4.2 Future evolution of rain and warm events

The future increase in winter heavy precipitation events in southern Ontario was already described in Deng et al. (2016). Compound events such as ROS events have also been investigated by Jeong and Sushama (2018). These authors defined ROS events as liquid precipitation and snow cover higher than 1 mm and found no significant trend of ROS events in the Great Lakes region, in continuity to what was observed in the past (Wachowicz et al., 2019). These studies show that the Great Lakes region is located between a region of increased ROS events due to increase of rainfall in the north and a decrease in ROS events due to a decrease of snowpack in southern regions.
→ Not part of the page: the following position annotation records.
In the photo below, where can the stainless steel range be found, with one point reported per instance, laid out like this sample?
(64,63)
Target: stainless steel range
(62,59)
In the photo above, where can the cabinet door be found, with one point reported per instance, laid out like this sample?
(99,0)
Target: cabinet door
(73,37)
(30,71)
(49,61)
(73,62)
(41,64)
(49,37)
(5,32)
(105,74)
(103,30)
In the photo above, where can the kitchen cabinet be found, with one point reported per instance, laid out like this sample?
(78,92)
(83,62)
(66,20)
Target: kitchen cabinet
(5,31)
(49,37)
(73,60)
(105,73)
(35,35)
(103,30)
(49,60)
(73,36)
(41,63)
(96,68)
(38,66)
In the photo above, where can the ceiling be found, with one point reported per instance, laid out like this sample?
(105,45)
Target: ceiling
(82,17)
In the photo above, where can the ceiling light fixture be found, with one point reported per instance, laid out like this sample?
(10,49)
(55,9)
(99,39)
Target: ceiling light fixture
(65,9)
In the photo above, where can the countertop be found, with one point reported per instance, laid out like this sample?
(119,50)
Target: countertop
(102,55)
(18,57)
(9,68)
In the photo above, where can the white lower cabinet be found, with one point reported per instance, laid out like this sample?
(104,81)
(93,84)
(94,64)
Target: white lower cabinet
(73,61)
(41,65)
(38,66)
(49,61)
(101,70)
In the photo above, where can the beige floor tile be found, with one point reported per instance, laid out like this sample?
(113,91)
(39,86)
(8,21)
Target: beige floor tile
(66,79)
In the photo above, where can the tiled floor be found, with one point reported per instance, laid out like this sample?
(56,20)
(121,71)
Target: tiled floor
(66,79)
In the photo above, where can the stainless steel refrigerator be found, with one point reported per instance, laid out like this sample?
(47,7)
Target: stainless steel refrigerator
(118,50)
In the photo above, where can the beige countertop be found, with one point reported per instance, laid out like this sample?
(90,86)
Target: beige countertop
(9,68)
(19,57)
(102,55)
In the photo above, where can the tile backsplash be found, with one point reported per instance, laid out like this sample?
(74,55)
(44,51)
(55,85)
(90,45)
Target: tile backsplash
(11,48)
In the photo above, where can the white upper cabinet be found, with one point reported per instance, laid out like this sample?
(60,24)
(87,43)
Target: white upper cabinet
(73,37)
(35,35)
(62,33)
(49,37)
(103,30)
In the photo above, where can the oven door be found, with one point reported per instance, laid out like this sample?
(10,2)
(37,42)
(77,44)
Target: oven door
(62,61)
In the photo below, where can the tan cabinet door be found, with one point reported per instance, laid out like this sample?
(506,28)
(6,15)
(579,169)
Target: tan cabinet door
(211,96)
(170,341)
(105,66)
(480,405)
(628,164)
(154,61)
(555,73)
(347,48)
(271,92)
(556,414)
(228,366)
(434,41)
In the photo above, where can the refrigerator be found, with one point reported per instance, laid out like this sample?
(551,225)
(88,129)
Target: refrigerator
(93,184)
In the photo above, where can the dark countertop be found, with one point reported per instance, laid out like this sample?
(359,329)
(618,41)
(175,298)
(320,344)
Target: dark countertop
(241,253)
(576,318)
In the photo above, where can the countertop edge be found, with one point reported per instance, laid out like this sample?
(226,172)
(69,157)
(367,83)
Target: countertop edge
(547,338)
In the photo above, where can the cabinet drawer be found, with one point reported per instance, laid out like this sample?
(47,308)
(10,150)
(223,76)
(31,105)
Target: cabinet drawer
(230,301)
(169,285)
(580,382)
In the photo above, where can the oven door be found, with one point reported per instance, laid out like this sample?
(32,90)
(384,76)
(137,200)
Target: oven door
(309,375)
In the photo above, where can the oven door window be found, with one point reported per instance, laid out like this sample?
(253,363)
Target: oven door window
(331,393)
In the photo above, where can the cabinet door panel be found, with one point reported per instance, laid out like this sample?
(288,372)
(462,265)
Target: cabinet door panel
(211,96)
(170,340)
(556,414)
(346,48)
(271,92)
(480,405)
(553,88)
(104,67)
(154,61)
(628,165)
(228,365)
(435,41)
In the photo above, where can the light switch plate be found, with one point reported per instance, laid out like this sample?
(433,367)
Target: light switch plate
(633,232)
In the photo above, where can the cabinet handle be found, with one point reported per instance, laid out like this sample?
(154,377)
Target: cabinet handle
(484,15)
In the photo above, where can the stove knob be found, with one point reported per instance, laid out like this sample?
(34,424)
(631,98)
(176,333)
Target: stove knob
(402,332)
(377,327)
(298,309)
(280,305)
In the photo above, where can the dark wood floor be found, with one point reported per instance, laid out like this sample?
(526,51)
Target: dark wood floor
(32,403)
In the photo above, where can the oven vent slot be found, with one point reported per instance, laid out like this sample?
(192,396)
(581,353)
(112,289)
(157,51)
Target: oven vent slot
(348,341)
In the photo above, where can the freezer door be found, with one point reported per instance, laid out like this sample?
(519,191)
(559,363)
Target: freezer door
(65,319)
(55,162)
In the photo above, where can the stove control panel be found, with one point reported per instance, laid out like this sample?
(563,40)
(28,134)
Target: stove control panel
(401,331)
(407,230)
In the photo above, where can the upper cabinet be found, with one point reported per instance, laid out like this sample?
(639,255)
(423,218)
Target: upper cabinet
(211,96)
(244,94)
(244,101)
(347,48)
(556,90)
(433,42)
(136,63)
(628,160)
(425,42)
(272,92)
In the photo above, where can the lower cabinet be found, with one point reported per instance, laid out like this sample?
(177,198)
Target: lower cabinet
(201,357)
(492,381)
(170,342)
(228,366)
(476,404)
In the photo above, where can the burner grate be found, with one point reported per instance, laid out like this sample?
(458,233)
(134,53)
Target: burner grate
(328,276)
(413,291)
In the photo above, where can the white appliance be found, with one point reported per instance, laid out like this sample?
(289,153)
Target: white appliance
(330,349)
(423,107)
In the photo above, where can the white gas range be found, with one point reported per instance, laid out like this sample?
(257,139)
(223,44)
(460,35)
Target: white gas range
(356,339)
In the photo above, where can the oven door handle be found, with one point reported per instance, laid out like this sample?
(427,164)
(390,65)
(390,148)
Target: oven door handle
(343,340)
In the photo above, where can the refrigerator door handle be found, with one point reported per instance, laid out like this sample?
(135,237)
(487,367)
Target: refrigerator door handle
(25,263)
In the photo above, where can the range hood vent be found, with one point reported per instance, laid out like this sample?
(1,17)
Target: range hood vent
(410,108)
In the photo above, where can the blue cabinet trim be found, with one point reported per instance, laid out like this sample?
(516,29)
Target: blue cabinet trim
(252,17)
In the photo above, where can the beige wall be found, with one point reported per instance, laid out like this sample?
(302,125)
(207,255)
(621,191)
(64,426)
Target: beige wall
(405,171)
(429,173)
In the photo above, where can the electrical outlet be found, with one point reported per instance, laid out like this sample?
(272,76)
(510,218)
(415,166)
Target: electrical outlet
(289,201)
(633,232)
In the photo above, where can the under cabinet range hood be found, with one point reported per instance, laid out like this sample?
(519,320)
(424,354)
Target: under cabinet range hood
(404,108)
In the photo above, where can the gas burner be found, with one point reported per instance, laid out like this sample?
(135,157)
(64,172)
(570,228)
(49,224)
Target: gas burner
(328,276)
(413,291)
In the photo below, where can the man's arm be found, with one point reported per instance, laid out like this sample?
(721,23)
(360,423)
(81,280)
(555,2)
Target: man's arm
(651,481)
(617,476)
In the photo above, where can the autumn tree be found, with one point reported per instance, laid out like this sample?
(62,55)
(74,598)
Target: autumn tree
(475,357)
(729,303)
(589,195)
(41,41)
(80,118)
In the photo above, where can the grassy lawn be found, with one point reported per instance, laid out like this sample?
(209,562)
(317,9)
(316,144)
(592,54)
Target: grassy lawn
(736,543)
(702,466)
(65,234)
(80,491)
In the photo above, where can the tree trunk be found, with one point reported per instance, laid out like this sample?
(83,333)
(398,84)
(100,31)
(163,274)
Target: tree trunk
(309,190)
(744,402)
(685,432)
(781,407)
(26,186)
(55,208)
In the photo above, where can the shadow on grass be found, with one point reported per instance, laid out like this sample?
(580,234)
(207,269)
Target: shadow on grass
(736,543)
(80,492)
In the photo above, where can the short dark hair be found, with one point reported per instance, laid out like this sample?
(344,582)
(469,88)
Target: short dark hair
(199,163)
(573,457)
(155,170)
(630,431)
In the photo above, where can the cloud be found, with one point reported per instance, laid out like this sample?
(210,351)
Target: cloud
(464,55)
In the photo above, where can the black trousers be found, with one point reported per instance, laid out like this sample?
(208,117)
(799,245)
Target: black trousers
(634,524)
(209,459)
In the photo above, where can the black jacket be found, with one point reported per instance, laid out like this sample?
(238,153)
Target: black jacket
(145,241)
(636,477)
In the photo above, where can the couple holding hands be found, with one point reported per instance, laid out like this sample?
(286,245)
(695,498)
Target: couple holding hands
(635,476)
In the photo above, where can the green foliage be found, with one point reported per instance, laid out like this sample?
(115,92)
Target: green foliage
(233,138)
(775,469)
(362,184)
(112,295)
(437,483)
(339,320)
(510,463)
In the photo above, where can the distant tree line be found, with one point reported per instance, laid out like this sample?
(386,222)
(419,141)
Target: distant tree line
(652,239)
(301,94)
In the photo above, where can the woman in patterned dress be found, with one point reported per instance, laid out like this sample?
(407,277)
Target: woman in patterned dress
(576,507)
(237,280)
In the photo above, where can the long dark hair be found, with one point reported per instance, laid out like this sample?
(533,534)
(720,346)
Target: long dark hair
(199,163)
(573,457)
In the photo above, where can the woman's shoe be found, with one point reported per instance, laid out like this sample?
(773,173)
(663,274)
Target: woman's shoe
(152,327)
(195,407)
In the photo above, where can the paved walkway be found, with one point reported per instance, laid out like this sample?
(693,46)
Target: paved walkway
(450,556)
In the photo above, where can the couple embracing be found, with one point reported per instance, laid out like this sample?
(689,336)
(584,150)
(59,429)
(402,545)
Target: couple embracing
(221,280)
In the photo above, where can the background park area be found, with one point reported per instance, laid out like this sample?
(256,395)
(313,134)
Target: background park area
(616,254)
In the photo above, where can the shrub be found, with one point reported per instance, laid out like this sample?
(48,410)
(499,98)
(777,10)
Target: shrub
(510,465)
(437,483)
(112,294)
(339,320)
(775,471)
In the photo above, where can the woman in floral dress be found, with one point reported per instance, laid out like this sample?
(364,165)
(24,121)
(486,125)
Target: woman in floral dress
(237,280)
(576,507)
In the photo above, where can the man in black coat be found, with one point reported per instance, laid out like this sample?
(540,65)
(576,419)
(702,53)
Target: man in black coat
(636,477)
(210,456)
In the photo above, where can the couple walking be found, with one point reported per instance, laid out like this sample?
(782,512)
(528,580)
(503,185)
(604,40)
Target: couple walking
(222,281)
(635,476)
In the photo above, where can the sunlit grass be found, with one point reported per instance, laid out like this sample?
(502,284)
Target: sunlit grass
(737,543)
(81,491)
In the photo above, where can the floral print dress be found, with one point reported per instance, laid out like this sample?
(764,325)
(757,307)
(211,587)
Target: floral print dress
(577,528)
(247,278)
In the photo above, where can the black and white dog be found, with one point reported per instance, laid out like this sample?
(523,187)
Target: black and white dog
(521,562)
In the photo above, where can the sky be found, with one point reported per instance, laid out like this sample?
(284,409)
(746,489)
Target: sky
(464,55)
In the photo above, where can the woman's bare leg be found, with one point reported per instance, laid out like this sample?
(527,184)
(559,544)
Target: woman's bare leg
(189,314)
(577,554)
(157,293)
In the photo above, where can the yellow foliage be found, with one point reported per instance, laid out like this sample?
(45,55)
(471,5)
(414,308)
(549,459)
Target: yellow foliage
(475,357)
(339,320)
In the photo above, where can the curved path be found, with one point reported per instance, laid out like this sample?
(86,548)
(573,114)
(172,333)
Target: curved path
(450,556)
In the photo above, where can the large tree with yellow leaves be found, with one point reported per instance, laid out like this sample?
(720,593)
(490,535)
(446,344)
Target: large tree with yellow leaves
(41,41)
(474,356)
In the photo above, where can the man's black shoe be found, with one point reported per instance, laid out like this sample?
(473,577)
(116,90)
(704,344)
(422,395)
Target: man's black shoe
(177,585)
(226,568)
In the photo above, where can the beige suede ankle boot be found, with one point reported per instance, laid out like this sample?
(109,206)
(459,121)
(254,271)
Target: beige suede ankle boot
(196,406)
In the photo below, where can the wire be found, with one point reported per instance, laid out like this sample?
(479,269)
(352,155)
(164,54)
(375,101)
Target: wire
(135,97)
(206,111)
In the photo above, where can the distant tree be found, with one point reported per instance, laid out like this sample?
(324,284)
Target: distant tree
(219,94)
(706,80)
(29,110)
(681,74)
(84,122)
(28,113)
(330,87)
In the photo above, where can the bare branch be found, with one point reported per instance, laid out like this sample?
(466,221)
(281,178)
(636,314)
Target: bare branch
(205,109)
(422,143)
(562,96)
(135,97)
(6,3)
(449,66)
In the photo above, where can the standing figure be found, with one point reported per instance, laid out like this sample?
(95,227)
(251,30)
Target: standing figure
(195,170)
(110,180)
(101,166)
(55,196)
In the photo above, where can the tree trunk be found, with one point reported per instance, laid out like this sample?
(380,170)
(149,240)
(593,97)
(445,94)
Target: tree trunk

An increase of rainfall and decrease of snowpack are both expected to occur in southern Ontario (Fig. 10) and are likely to cancel each other in terms of ROS events. Our heavy rain and warm index does not consider snowpack and is expecting to be more frequent in the future (Fig. 8). The increase of heavy rain and warm events is likely driven by warmer temperature shown by the increase of the compound events and warm events both occurring at a higher extent close to Lake Erie (Fig. 8). The increase in extreme precipitation events is less significant than the increase in warm events and occurs mostly in the northern parts of the area (Fig. 8).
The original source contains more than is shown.